In Albania, Ruth and I talked to college professors, students from junior high age to the university level, people on the street, etc. Below are some of the more interesting things we learned about this struggling country.
Albania is mountainous because the Alps extend all the way to Greece. Located near the place where Albania borders both Kosovo and Macedonia, Mount Korab is its highest point soaring to 9,068 feet.
The Albanian flag features a 2-headed eagle on a red background because Albanians call their country Shqipëria, which means country of the eagles. The story derives from a folk tale involving a young hunter, a baby eagle, and a snake.
Albania has a basically Mediterranean climate with cool, wet winters and hot summers, but because of the mountains there are many microclimates.
With a population of 3 million, Albania is 56% urban. About 59% of its citizens are Muslims. Christians, for now, constitute 17%. One of the newer sights in Tirana, its capital, is an Orthodox Cathedral called Resurrection of Christ. Albanians tell visitors like us that their country is #1 in the world for religious tolerance, and they idolize the most famous Albanian, Mother Theresa.
Albanians are descendants of Illyrians, the oldest tribe in The Balkans. William Shakespeare surely didn’t travel there, but he set his completely fictional comedy, Twelfth Night, in Illyria. Study.com calls ancient Illyria “…a place where many unusual things happen.” This has historically been true about both Illyria and Albania.
99% of the people speak Albanian as their 1st language. There are very few sub-cultures. The largest minority group is the Tosks.
There are 8 political parties now and Albania is a parliamentary democracy. From roughly 1949 to 1970 Albania was largely controlled by first Russia and then China. Some now call this the period of craziness. All churches were shut down. Albania was as isolated as a country can get. Even Mother Theresa couldn’t get back in to visit her dying mother. Travel abroad was prohibited. Paranoia reigned. Bunkers were built because those in charge expected invasion.

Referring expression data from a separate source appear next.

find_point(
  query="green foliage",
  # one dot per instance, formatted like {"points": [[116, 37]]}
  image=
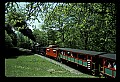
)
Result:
{"points": [[8, 40]]}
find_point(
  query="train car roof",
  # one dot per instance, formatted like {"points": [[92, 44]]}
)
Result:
{"points": [[83, 51], [109, 55]]}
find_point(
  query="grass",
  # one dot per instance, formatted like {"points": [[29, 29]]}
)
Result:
{"points": [[34, 66]]}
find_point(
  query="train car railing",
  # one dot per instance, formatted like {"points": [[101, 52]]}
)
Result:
{"points": [[110, 71]]}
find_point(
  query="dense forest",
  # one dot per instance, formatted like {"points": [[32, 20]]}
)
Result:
{"points": [[87, 26]]}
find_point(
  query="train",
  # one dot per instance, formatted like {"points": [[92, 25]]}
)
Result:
{"points": [[101, 64]]}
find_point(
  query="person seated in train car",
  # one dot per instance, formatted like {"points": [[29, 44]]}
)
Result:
{"points": [[71, 55], [114, 65], [68, 53]]}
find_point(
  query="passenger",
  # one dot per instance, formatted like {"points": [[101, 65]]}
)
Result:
{"points": [[114, 65], [109, 65]]}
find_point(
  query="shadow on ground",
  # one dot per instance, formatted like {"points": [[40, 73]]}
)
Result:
{"points": [[15, 52]]}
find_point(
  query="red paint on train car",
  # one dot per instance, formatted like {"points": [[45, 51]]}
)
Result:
{"points": [[51, 52]]}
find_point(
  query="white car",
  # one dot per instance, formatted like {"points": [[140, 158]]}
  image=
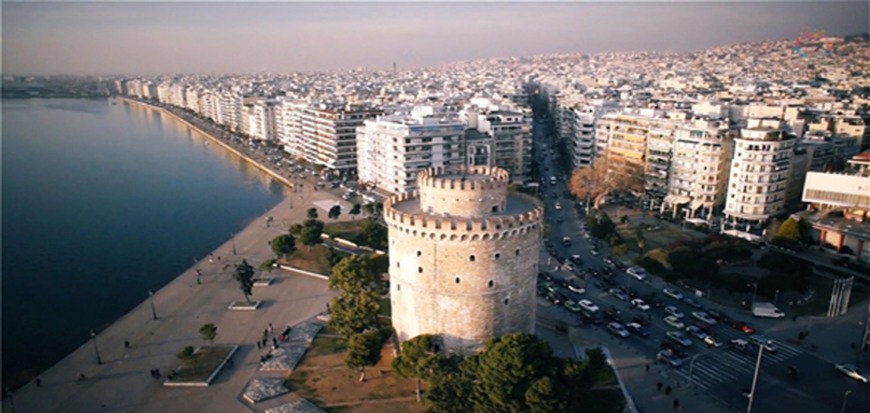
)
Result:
{"points": [[670, 292], [700, 315], [588, 305], [851, 371], [679, 338], [640, 304], [618, 330], [674, 322], [674, 311]]}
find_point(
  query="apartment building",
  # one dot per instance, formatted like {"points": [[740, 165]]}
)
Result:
{"points": [[391, 149], [760, 172]]}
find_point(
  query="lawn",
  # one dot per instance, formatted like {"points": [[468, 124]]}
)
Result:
{"points": [[207, 360], [313, 260]]}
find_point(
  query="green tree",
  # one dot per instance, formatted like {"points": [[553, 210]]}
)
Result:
{"points": [[208, 332], [357, 273], [334, 212], [245, 276], [417, 360], [363, 350], [310, 234], [284, 245]]}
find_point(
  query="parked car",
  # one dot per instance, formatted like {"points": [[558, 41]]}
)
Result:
{"points": [[670, 292], [852, 371], [674, 322], [670, 358], [618, 330], [679, 338], [674, 311], [700, 315], [640, 304]]}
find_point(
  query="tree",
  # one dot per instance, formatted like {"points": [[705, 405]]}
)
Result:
{"points": [[417, 360], [334, 212], [245, 276], [357, 273], [311, 232], [208, 332], [284, 245], [364, 350]]}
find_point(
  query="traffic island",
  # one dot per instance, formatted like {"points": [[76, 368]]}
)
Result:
{"points": [[264, 388], [200, 370], [244, 305]]}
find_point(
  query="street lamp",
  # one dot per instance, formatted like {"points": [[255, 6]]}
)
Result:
{"points": [[755, 378], [153, 310], [96, 349], [845, 397]]}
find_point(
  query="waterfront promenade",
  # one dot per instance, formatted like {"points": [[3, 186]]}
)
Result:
{"points": [[123, 383]]}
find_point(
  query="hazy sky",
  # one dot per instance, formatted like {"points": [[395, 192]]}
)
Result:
{"points": [[217, 37]]}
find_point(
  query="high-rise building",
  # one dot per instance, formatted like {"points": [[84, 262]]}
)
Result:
{"points": [[464, 258]]}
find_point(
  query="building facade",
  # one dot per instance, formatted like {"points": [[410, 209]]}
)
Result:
{"points": [[464, 258]]}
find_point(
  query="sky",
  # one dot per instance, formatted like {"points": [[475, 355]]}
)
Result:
{"points": [[41, 38]]}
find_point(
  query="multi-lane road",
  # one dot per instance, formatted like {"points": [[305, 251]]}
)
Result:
{"points": [[724, 372]]}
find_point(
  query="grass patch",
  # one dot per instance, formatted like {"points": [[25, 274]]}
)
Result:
{"points": [[208, 358], [349, 230], [314, 260]]}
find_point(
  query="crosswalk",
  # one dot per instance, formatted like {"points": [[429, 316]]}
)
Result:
{"points": [[717, 366]]}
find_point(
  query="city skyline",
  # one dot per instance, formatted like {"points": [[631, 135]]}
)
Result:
{"points": [[152, 38]]}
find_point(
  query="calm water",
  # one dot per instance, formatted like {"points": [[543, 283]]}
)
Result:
{"points": [[101, 203]]}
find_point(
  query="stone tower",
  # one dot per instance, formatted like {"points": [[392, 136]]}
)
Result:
{"points": [[463, 257]]}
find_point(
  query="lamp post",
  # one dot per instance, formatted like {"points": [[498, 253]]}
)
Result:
{"points": [[96, 349], [845, 398], [755, 378], [153, 310]]}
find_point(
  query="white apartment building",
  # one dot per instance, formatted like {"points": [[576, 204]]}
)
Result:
{"points": [[392, 149], [760, 171], [699, 166]]}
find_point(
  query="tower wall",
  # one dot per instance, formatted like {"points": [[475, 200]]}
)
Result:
{"points": [[463, 279]]}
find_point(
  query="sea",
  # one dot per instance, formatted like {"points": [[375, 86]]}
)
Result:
{"points": [[101, 202]]}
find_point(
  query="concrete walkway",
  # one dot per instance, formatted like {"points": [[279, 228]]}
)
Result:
{"points": [[122, 383]]}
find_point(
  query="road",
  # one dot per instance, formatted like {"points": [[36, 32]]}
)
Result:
{"points": [[722, 372]]}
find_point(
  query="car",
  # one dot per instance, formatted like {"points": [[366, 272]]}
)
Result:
{"points": [[572, 306], [674, 311], [619, 294], [851, 371], [637, 273], [588, 305], [670, 358], [741, 326], [693, 302], [679, 338], [618, 330], [697, 332], [670, 292], [637, 329], [674, 322], [700, 315], [760, 340], [711, 342], [640, 304]]}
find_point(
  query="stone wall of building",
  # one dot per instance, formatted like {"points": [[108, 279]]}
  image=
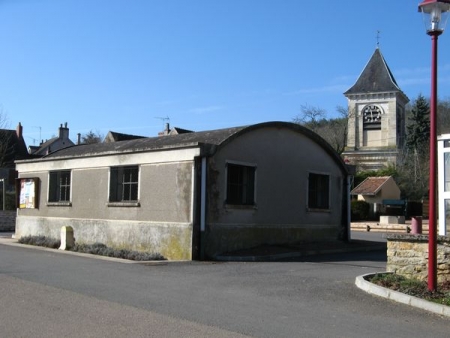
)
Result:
{"points": [[407, 255], [7, 220]]}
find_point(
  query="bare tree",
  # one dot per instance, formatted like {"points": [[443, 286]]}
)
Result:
{"points": [[334, 130], [5, 139]]}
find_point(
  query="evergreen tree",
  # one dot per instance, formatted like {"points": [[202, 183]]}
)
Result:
{"points": [[418, 129]]}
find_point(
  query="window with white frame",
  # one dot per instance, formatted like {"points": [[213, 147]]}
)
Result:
{"points": [[59, 186], [240, 184], [318, 191], [124, 184]]}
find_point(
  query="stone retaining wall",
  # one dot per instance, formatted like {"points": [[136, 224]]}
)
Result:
{"points": [[407, 255], [8, 220]]}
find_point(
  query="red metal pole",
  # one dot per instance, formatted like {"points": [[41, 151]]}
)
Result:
{"points": [[432, 234]]}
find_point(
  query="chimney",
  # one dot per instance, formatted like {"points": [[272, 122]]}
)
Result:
{"points": [[19, 131], [63, 131]]}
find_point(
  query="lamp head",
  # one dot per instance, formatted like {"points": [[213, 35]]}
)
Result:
{"points": [[435, 15]]}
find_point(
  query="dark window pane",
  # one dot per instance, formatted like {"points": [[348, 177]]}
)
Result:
{"points": [[240, 185], [59, 186], [124, 184], [318, 191]]}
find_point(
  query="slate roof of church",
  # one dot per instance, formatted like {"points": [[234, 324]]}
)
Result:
{"points": [[376, 77]]}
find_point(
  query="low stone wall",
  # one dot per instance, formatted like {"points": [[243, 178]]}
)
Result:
{"points": [[7, 220], [407, 255]]}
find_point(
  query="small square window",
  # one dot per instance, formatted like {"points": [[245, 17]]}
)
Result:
{"points": [[59, 186], [318, 191], [240, 184], [124, 183]]}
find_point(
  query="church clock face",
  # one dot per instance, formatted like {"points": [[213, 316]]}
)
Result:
{"points": [[371, 114]]}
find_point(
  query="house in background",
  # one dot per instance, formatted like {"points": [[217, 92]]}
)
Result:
{"points": [[191, 195], [376, 191], [59, 142]]}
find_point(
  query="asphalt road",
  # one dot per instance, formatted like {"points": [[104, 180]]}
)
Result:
{"points": [[50, 294]]}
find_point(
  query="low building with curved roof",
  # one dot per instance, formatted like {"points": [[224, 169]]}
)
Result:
{"points": [[192, 195]]}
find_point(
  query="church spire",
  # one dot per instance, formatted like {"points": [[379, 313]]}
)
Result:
{"points": [[376, 77]]}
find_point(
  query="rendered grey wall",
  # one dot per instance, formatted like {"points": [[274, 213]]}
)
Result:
{"points": [[284, 159], [162, 222]]}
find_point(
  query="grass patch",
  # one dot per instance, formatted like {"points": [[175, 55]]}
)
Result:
{"points": [[47, 242], [102, 250], [95, 249], [413, 287]]}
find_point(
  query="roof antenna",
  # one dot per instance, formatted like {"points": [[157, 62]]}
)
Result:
{"points": [[166, 121]]}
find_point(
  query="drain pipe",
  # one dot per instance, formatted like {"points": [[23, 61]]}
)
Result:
{"points": [[4, 194], [203, 209]]}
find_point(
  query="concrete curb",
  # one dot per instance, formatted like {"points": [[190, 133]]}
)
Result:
{"points": [[399, 297]]}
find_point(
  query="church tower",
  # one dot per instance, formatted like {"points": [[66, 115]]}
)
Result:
{"points": [[376, 124]]}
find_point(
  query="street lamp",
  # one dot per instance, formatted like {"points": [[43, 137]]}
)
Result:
{"points": [[435, 13]]}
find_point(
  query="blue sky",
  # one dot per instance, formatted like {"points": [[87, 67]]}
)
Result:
{"points": [[126, 65]]}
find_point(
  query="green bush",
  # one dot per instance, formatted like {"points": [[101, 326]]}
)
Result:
{"points": [[10, 200], [360, 210], [95, 249], [47, 242], [102, 250]]}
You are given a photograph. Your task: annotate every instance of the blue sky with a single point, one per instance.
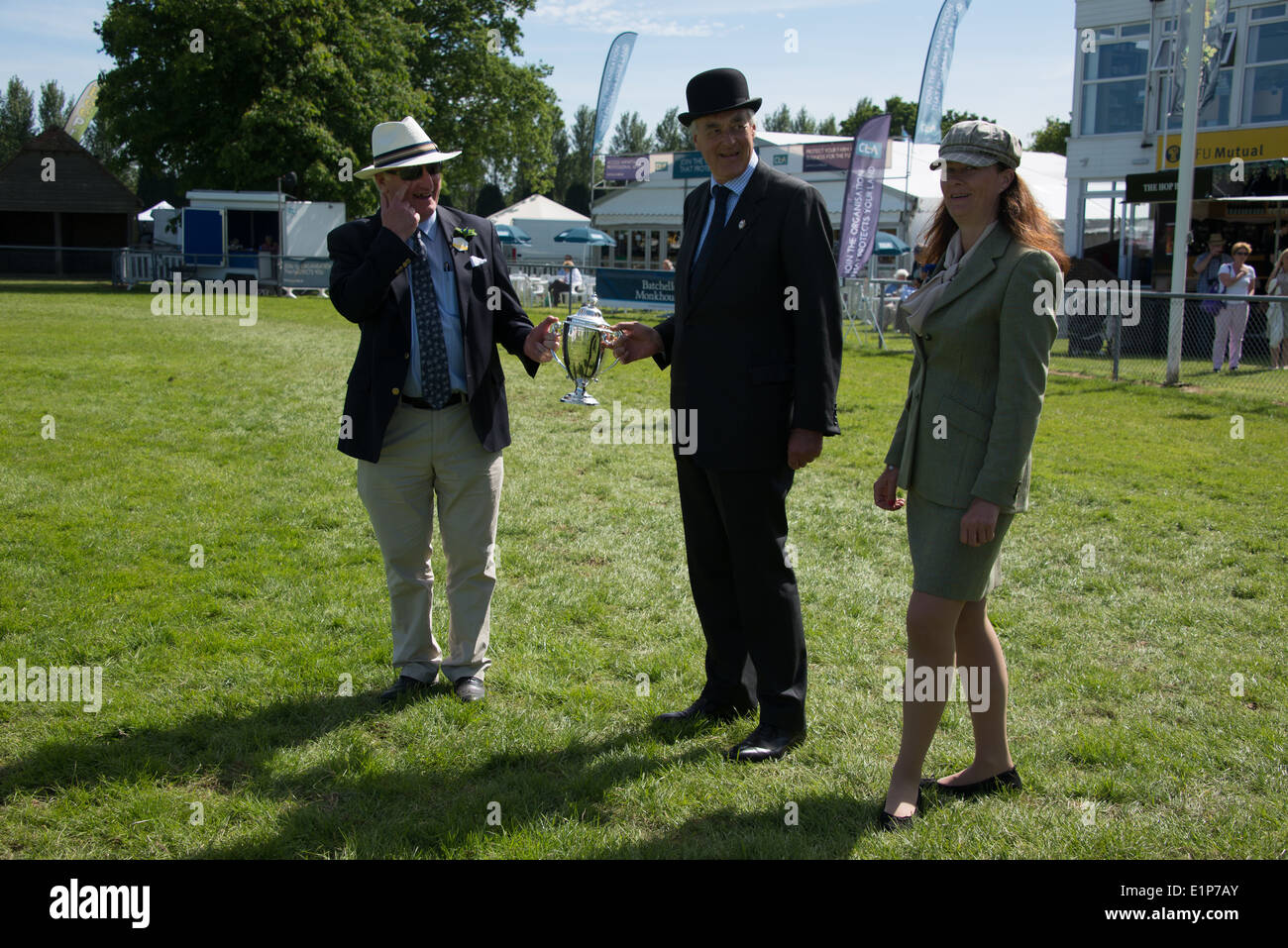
(1014, 58)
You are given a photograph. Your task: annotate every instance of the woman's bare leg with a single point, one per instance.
(930, 646)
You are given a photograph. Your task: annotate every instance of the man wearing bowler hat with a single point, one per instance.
(425, 412)
(755, 353)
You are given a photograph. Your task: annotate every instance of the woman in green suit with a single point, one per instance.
(982, 329)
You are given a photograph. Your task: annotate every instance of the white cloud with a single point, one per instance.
(668, 18)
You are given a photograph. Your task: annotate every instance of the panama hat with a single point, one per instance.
(400, 145)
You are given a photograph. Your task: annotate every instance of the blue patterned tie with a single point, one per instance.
(436, 384)
(717, 222)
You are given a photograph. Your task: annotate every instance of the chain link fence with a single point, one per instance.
(1124, 335)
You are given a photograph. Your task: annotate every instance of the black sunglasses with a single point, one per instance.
(410, 174)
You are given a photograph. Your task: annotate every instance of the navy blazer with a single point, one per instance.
(755, 347)
(370, 286)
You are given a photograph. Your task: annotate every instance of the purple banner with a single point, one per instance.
(863, 196)
(626, 167)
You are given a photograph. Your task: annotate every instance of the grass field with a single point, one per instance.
(1147, 581)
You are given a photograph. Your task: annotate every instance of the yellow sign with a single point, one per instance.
(1223, 147)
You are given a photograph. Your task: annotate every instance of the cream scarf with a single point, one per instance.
(918, 304)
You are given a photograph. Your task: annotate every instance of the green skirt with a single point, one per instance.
(941, 565)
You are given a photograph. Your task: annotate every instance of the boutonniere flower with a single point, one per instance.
(462, 239)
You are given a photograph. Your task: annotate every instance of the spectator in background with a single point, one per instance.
(1210, 263)
(1276, 286)
(1236, 278)
(896, 294)
(922, 266)
(568, 279)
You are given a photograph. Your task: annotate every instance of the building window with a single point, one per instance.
(1266, 75)
(1113, 80)
(1212, 115)
(673, 245)
(1171, 89)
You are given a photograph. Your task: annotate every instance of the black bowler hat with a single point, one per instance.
(716, 90)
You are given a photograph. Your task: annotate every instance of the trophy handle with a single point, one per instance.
(608, 339)
(554, 330)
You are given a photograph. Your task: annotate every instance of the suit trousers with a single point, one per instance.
(745, 588)
(426, 455)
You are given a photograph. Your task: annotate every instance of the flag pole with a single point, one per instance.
(1185, 185)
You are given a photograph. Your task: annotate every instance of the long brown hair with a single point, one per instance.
(1018, 211)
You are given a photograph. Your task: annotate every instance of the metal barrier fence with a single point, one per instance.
(1126, 337)
(532, 282)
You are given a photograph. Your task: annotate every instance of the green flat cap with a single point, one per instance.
(978, 143)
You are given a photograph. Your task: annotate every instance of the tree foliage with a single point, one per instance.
(297, 85)
(17, 117)
(1052, 138)
(631, 136)
(670, 136)
(778, 120)
(54, 107)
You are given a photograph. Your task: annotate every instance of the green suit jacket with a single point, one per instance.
(978, 378)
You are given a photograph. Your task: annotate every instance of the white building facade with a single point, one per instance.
(1125, 143)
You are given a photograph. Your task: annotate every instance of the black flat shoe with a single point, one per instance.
(703, 710)
(1008, 780)
(889, 822)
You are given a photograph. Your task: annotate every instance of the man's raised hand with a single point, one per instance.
(395, 213)
(635, 342)
(541, 343)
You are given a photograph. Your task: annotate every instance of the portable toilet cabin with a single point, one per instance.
(223, 236)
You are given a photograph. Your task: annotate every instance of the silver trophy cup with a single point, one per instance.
(584, 339)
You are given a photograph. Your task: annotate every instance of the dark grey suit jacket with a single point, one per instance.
(755, 348)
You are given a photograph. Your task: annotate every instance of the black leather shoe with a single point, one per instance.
(469, 689)
(404, 686)
(1008, 780)
(703, 708)
(765, 742)
(890, 822)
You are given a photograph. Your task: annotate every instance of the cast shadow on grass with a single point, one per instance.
(537, 797)
(355, 805)
(226, 750)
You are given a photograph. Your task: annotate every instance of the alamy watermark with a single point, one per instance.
(38, 685)
(944, 683)
(677, 427)
(206, 298)
(1090, 298)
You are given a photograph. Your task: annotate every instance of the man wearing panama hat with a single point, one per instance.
(425, 411)
(755, 355)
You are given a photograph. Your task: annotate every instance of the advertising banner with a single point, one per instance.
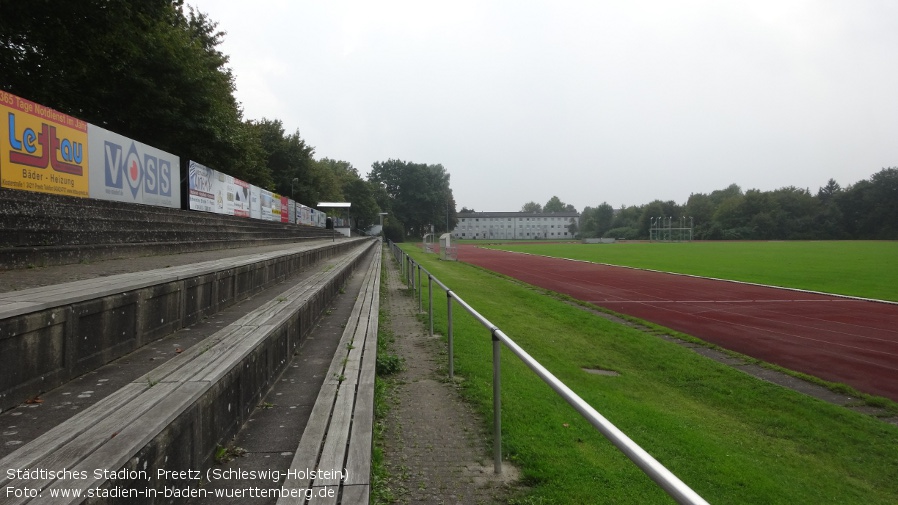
(202, 184)
(42, 149)
(307, 216)
(213, 191)
(237, 200)
(125, 170)
(267, 205)
(255, 202)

Some say the craziness continued. In 1997 pyramid schemes bankrupted 25 companies and led to debt amounting to $1.2 billion, which is a lot for little country. The government’s authority evaporated and socialists returned to power. Within 5 years the most popular car in this country was the Mercedes-Benz. The story explaining why is surreal.
Despite hard times, Albanians are warm-hearted. Physical gestures are part of everyday culture with head-nodding meaning no and side-to-side head movement meaning yes. Hugging and kissing are common. Males touch cheeks affectionately. Hospitality is important and Albanians say, “Our house belongs to God and our guest.”
It’s easy to like the Albanian people while feeling sorry for them at the same time.